As a follow-up to my last post on the post-Heller world we are living in, here's a link to an interview at Reason with Alan Gura, the attorney who argued Heller at the Supreme Court.

California gun laws figure heavily in the push to drag Second Amendment jurisprudence into the modern age. Because the three-judge panel in Nordyke v. King held that the Second Amendment was incorporated against the states, California's list of "safe" weapons is being challenged as well as their "may-issue" concealed carry practices.

Friday, July 3, 2009

Volokh Article on the Second Amendment

Lawprof Eugene Volokh has an excellent article posted at his blog, The Volokh Conspiracy. In Implementing the Right To Keep and Bear Arms for Self-Defense: An Analytical Framework and a Research Agenda, Prof. Volokh lays out a framework for thinking about the Second Amendment now that courts can no longer ignore it.

Volokh makes the point that the traditional framework used for judicial scrutiny in other instances may not be appropriate for firearms. We use strict scrutiny for race, intermediate scrutiny for gender, and rational basis for other issues. This may not carry over well to firearm regulations, and Volokh does a good job of parsing out the kinds of constitutional standards that may develop.

Sebastian over at Snowflakes in Hell takes issue with the article's discussion of assault weapon bans. I will just note that the Heller case was a watershed event. We are no longer discussing lightweight "collective rights" arguments that write the Second Amendment out of the Constitution. We are having an honest discussion about the contours of a recognized individual liberty.

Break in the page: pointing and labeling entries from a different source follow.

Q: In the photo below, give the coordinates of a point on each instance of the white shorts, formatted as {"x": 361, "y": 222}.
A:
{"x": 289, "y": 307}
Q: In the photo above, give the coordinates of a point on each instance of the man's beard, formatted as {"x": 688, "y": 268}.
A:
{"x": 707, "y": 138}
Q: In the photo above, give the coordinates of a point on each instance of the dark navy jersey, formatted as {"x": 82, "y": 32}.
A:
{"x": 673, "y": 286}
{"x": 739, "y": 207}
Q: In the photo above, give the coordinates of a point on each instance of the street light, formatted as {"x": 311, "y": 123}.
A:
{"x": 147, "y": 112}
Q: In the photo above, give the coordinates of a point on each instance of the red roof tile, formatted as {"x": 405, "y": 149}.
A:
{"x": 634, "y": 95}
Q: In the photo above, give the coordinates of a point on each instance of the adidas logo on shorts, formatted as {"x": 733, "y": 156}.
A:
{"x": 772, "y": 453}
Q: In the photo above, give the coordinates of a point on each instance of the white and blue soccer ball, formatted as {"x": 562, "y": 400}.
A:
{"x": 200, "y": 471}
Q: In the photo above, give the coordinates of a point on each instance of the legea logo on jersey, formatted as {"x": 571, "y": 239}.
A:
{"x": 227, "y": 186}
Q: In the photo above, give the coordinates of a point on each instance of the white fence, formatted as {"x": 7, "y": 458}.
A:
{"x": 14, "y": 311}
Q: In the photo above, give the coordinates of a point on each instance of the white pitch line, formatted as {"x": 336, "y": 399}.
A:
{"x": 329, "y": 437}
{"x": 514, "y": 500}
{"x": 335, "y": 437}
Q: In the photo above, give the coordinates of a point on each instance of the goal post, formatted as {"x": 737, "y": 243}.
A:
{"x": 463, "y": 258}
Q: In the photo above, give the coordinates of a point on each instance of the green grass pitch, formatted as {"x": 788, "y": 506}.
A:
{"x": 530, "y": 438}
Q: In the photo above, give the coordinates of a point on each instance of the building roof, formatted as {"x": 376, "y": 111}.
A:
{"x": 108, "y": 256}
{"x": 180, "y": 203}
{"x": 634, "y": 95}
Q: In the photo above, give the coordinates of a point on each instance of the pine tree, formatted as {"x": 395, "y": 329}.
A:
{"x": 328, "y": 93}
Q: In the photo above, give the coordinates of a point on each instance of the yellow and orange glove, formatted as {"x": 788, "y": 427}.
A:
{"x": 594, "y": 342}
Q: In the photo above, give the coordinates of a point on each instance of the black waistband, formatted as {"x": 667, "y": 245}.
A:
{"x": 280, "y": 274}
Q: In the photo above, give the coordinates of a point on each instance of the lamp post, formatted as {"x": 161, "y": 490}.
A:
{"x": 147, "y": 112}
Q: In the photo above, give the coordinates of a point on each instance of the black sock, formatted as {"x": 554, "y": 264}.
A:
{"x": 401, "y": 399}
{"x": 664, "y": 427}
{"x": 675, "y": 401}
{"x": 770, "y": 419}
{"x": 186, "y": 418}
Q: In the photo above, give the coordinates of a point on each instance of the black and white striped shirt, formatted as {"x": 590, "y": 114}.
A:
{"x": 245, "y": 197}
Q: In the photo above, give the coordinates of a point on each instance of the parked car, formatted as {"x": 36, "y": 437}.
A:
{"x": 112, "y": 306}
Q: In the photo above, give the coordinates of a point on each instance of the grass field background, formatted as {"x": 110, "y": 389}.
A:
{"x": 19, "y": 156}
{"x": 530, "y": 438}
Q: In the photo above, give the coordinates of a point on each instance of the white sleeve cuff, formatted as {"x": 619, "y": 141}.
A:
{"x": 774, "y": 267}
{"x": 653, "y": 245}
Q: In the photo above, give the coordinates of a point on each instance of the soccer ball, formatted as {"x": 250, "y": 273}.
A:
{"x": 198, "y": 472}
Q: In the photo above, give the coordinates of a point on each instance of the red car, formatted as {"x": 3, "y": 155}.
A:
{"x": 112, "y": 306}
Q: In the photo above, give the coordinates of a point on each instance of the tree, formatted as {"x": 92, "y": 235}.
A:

After the Court gets around to incorporating the Second Amendment against the states we will see an even more rational public discourse on guns.

Wednesday, July 1, 2009

ATF going door-to-door

In case you haven't seen this yet, the Houston Chronicle is reporting that ATF agents are going door to door to investigate guns bought near the border.

I expect this Mexican drug war thing to be the rationale for the next big gun control push.